C’est donc un défi pour la grande distribution britannique. Le gouverneur de la Banque centrale britannique a souligné que certains secteurs seraient particulièrement touchés par un Brexit sans accord, qui ferait brusquement passer les relations commerciales entre le Royaume-Uni et l’UE sous l’égide des règles de l’Organisation mondiale du commerce (OMC), avec à la clé des droits de douane et des barrières non tarifaires. Mark Carney a désigné notamment les secteurs de l’automobile et plus généralement des transports, ainsi que l’industrie chimique et l’industrie alimentaire.
Risque de hausse des prix
Du côté de l’alimentation, il a souligné que la grande distribution britannique serait confrontée à un problème très compliqué du côté « des produits périssables » importés de l’UE, qui ne peuvent être gardés longtemps et qui sont donc difficilement stockables par avance.In fine, le banquier central a prévenu que nombre de produits de consommation courante, comme « l’alimentation et l’essence », verraient sans doute leurs prix augmenter au Royaume-Uni. Les habitants subiraient une baisse « de leur revenu réel par rapport à ce qu’il aurait été » dans une situation autre que le « no deal ». Mark Carney a expliqué qu’un Brexit sans accord entraînerait une baisse de la livre, donc un renchérissement des biens importés. Le gouverneur de la Banque d’Angleterre (BoE) était interrogé au lendemain de la publication d’un rapport trimestriel de l’institution sur l’économie britannique.

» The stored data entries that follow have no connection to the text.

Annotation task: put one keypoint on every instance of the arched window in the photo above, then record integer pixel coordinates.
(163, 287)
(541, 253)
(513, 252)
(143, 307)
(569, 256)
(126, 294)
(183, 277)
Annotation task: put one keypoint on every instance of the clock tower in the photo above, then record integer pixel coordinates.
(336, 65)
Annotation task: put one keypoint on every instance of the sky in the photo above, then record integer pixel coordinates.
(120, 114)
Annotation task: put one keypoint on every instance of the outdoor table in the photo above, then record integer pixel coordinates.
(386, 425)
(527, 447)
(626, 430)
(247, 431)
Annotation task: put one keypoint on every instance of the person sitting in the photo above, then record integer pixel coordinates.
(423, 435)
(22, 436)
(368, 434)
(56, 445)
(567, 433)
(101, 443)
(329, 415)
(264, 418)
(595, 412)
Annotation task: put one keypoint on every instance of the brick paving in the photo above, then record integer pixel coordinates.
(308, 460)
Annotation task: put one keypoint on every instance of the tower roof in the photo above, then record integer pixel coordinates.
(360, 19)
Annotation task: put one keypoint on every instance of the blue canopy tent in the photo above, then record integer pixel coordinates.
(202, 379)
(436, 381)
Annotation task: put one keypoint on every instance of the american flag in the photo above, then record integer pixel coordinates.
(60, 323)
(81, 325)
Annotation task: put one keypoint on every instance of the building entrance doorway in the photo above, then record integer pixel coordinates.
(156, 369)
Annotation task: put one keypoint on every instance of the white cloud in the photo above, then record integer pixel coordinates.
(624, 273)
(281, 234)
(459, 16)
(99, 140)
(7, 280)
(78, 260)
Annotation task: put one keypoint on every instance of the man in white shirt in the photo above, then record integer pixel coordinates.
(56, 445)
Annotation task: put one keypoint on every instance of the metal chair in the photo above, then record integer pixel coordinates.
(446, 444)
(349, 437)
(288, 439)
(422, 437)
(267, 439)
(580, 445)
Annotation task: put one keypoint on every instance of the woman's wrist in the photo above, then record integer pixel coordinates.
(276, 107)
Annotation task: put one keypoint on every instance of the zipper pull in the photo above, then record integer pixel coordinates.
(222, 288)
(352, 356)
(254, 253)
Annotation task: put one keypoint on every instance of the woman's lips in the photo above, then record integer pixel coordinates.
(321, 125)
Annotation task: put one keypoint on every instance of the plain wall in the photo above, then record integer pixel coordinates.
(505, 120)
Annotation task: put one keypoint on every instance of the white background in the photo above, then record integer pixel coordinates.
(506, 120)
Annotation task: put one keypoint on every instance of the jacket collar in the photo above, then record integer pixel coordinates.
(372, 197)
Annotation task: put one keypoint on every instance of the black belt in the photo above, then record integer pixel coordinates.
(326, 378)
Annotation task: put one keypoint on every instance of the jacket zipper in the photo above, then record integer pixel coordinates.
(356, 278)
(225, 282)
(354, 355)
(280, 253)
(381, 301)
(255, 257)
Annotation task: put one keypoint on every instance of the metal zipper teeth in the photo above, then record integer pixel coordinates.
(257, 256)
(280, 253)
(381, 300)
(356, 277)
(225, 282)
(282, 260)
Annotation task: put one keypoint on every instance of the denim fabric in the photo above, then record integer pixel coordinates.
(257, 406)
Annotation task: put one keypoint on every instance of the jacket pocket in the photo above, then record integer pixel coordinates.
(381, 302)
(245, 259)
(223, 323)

Dans ce rapport, la BoE a abaissé ses prévisions de croissance à 1,3 % pour 2019 et 2020, notamment du fait des incertitudes entourant le Brexit qui dissuadent les entreprises d’investir. Le ton actuel contraste avec celui adopté en mai lors de la publication du précédent rapport, lorsque les responsables de la Banque d’Angleterre avaient relevé leurs prévisions de croissance, prenant acte de la bonne santé de l’économie du Royaume-Uni et de la résilience de l’économie mondiale.

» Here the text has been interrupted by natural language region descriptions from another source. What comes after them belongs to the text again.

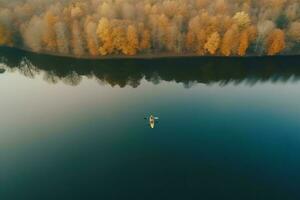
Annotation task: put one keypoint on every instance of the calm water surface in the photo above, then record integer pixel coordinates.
(75, 129)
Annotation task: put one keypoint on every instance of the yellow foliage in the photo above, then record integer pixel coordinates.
(145, 40)
(132, 41)
(244, 43)
(213, 43)
(276, 42)
(242, 19)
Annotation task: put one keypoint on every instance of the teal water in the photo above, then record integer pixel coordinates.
(75, 129)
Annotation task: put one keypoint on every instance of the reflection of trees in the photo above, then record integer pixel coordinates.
(188, 71)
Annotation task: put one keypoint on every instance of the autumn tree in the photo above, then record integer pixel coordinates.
(132, 41)
(294, 31)
(213, 43)
(276, 42)
(242, 19)
(104, 31)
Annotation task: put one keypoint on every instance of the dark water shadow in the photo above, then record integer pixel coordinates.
(123, 73)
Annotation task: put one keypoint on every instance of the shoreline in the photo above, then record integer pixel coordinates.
(145, 56)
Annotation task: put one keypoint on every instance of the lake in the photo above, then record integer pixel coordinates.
(228, 128)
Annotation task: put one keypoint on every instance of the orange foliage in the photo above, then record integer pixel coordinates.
(276, 42)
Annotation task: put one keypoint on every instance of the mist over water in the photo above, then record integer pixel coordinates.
(152, 27)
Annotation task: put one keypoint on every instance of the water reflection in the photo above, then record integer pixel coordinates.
(123, 73)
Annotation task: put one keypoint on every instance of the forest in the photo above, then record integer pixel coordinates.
(97, 28)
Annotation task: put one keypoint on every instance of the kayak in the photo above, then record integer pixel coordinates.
(152, 121)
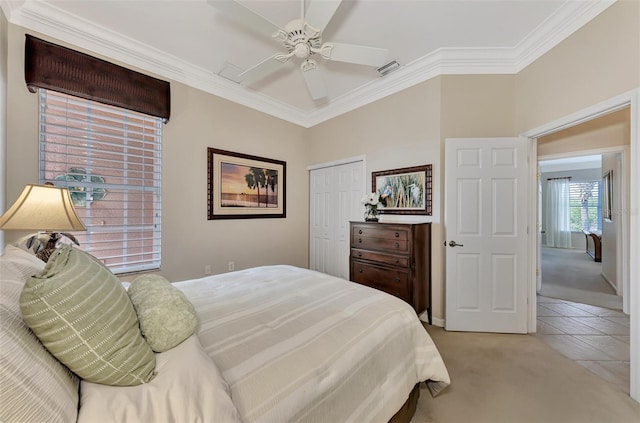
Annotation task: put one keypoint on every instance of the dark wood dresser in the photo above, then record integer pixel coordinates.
(395, 258)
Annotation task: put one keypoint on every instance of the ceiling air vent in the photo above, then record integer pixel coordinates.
(389, 67)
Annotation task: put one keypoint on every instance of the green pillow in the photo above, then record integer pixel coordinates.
(82, 314)
(166, 316)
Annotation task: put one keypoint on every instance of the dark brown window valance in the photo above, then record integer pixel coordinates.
(57, 68)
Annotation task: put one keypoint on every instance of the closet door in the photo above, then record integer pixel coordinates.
(335, 193)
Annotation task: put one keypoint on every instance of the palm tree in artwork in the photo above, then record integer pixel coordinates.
(271, 182)
(255, 179)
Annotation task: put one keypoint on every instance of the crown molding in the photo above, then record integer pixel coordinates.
(51, 21)
(569, 18)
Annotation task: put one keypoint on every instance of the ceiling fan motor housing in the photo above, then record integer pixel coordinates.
(298, 41)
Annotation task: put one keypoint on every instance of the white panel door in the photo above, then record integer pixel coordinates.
(335, 194)
(349, 191)
(486, 194)
(320, 220)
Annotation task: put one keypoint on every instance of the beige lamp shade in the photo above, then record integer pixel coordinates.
(42, 208)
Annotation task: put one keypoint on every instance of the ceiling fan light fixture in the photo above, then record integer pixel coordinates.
(388, 68)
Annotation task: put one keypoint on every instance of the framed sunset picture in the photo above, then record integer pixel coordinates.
(241, 186)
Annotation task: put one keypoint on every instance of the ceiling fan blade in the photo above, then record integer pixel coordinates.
(248, 17)
(350, 53)
(313, 78)
(262, 69)
(320, 12)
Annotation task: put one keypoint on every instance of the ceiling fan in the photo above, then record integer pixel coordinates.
(302, 38)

En juin, les membres du Comité de politique monétaire avaient cependant commencé à rectifier leur tir en accusant la montée des risques économiques. Certains observateurs se sont toutefois montrés surpris du fait que la BoE ne présente pas de chiffres précis sur les conséquences d’un Brexit sans accord. Mark Carney et la BoE ont été régulièrement accusés par les partisans convaincus du Brexit d’être trop alarmistes quant aux conséquences économiques du départ de l’UE.
Opportunité économique ?
Les craintes d’un Brexit abrupt se sont accentuées avec l’arrivée au pouvoir du Brexiter Boris Johnson, qui a promis de sortir de l’UE fin octobre quoi qu’il arrive. Pour Boris Johnson, le Brexit constitue une « énorme opportunité économique ». Alors que la date limite du Brexit avait été initialement prévue le 29 mars, de nombreuses entreprises au Royaume-Uni et sur le continent avaient augmenté leurs stocks par précaution en cas de désordre sur la chaîne d’approvisionnement.
La peur grandissante d’un « no deal » s’est déjà répercutée sur la livre sterling, qui est tombée à un niveau sans précédent depuis 2017 face au dollar. Le scénario d’un Brexit sans accord est privilégié par Boris Johnson qui n’entend pas renégocier les termes de l’accord de retrait auquel Theresa May était parvenue, ont déclaré plusieurs diplomates européens au Guardian. « Il est évident que le Royaume-Uni n’a pas d’autre projet », écrit le quotidien, citant un haut responsable européen. « Aucune intention de négocier (…) », a poursuivi cette source. Qui ajoute : « Le no deal semble désormais le scénario central du gouvernement britannique. »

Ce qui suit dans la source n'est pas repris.